New policy to give fillip to power sector
Sanjay Dutta & Mahendra K Singh, TNN, 1 October 2009
NEW DELHI: The Cabinet is scheduled to take up on Thursday modifications in the mega power policy that will make it easier for generation
projects to qualify for financial and tax incentives besides giving a fillip to the sector in line with PM Manmohan Singh’s thrust on ramping up capacity addition.
The new norms are expected to drop the clause on mandatory privatisation of distribution networks for states that plan to buy electricity from plants of up to 1,000 mw. The modified policy also proposes to scrap the condition requiring a mega power project to sell electricity to states other than where they are located.

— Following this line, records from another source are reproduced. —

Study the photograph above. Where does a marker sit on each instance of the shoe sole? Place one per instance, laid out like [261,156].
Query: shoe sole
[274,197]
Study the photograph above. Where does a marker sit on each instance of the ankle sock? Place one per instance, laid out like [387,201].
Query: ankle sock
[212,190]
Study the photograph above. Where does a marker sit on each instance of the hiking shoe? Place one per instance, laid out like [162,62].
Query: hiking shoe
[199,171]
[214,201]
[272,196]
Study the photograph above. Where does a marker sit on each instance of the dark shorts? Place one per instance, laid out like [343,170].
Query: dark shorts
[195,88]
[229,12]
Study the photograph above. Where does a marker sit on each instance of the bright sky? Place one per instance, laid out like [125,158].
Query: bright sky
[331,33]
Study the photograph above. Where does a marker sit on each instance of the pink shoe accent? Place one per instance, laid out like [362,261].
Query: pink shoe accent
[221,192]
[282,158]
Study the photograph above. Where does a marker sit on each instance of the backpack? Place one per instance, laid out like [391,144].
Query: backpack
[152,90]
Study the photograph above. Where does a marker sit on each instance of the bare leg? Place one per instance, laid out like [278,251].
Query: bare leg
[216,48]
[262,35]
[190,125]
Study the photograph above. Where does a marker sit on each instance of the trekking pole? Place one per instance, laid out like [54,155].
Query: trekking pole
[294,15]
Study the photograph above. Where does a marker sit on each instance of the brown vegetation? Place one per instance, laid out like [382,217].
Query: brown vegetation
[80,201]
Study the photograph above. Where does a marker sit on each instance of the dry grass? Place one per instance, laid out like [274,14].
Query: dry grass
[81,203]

The proposal to drop the mandatory privatisation clause has been in the works since September 2007 after several states and the Left, which was then supporting the UPA government, had opposed it. Though the Left does not have any influence on UPA-2, opposition from the states still remain. Besides, opinion in government cirlces is that there may not be many takers for offers to privatise distribution networks in during the slowdown.
The clause on inter-state power sale is being done away in view of the rise in demand in states, making it possible for industrialised ones such as Maharashtra and Gujarat to consume all the 1,000 mw that a mega power project can generate. Giving a thrust to enhancing generation capacity, the changes also propose to give ‘mega’ status to captive and merchant power plants if they fulfill other conditions in policy, including their size — 1,000 mw for fossil fuel-fired plants and 500 mw for hydel units. Mega status will entail fiscal benefits such as tax holidays and duty breaks on import of equipment.